About 11% of current coffeeshop visitors say they would stop smoking cannabis if a membership system were introduced. Both coffeeshop owners and those who visit the establishments expect that the introduction of a card membership system alongside the exclusion of tourists would take soft drug dealing back to the streets, where hard drugs are also available.
New coffeeshop policy
The above findings are drawn from research conducted for the City of Amsterdam into matters including the reasons why coffeeshop users visit a certain coffeeshop instead of another. The research is part of the Coffeeshops Pilot.
The aim of the pilot is to develop a new Amsterdam coffeeshop policy in order to reduce the nuisance caused by coffeeshops and increase their manageability while encouraging them to remain small-scale and transparent. The pilot will ultimately lead to a plan outlining a more efficient means of distributing coffeeshops throughout the city.
In order to gain insight into the supply and demand element of the sale of cannabis, observations were made at 59 coffeeshops in Amsterdam and interviews were conducted with 66 coffeeshop owners and 1,214 coffeeshop users. 793 Amsterdam residents completed a questionnaire to help research the effect that coffeeshops have on their immediate surroundings.
Complaints about coffeeshops stem from nuisance such as too many bikes or scooters parked on the pavement, customers loitering on the street outside the coffeeshop and illegally (double) parked cars. However, observations made outside 195 coffeeshops revealed that such occurrences are relatively infrequent or not specifically related to a coffeeshop.
When residents were not directly questioned about nuisance they experienced from coffeeshops, the nuisance level reported was not higher in neighbourhoods with a coffeeshop. When directly questioned about nuisance from coffeeshops, 16% of residents indicated that they had experienced nuisance caused by the presence of a coffeeshop.
Residents who live within 50 metres of a coffeeshop experience nuisance more frequently than those who live further away. The majority of residents (54%) are neutral about a coffeeshop in the neighbourhood, 27% report finding it disagreeable while 17% react positively. A large proportion of residents expect the arrival of coffeeshops and bars in the area to cause a nuisance – more nuisance than they actually experience once the coffeeshop or bar arrives.

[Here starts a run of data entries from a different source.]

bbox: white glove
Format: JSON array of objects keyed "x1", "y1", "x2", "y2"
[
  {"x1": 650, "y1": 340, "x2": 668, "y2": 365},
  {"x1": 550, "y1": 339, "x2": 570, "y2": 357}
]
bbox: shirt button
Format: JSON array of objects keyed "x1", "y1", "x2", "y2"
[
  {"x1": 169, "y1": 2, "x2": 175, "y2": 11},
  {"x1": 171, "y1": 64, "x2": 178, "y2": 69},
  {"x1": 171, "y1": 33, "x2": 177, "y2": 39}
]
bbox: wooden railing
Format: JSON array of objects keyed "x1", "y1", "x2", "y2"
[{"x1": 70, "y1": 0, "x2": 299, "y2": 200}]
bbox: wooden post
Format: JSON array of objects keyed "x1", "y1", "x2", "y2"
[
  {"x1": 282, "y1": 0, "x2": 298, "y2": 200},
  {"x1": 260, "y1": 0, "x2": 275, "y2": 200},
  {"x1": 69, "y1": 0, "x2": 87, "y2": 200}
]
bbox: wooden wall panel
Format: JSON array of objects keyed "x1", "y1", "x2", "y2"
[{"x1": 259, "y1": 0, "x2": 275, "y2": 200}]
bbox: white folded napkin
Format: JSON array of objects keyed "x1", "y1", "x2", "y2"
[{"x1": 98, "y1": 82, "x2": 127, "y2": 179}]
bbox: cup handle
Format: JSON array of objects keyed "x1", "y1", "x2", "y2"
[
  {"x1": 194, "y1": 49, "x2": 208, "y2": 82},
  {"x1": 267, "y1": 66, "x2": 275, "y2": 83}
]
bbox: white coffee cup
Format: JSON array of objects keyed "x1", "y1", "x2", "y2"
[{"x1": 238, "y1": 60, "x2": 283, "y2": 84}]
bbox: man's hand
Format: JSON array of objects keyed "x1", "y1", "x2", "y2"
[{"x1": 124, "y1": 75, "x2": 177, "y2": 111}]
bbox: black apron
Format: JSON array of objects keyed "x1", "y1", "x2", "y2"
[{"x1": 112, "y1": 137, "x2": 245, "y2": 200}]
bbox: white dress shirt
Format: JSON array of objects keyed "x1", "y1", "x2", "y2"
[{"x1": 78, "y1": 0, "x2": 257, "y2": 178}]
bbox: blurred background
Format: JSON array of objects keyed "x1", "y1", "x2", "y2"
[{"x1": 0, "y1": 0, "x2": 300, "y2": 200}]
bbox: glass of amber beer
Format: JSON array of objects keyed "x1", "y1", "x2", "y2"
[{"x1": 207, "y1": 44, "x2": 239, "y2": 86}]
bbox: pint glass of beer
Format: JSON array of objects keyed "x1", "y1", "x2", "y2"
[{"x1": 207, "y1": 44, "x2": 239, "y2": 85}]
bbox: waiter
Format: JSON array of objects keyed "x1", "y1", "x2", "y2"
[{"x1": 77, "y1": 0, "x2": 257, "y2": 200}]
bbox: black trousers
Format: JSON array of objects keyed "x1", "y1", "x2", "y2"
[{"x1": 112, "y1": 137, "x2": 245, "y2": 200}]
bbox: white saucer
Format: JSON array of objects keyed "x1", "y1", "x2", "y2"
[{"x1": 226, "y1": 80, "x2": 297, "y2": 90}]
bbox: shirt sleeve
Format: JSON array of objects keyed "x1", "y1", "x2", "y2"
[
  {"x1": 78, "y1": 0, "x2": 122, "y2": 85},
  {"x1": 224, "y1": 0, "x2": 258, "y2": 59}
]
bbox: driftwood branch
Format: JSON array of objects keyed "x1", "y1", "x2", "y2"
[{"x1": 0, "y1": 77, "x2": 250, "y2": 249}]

The average age of the 1,214 coffeeshop visitors interviewed is 32.4 years old (with a range of 18 to 71 years old) and 14% is female. Two out of three visitors interviewed smoke cannabis on a daily basis or nearly every day. By far the most interviewees live in Amsterdam or close to the city and nearly all of their recent visits to coffeeshops were in
Outside of central Amsterdam, coffeeshop users have a stronger affiliation to a particular coffeeshop. The primary reasons that attract visitors to a certain coffeeshop include the quality of the cannabis, how friendly the staff are, the atmosphere and the presence of an indoor smoking area.
The majority of coffeeshops are located close to one or more other coffeeshops. In general, the coffeeshops can be easily accessed using public transport and parking facilities are often just a short walk away. It is often difficult to find a parking space close to a coffeeshop.
Similar to a small café/bar, the coffeeshops tend to have few staff and an average of 27 seats. Four out of five coffeeshops have an indoor smoking area. On average, the coffeeshops are open 14 hours a day and 100 hours a week. The busiest time of day is late in the afternoon and early evening with the coffeeshops receiving an average of nine customers per hour.
The City of Amsterdam expressed its concerns to Security and Justice Minister Ivo Opstelten that the cabinet proposals to combat the nuisance caused by coffeeshops and cannabis use amongst young persons (such as the card system and distance criteria) may not have the desired effect and could, in fact, be counterproductive. At the request of the Amsterdam City Council, the Mayor of Amsterdam entered into consultation with Minister Opstelten.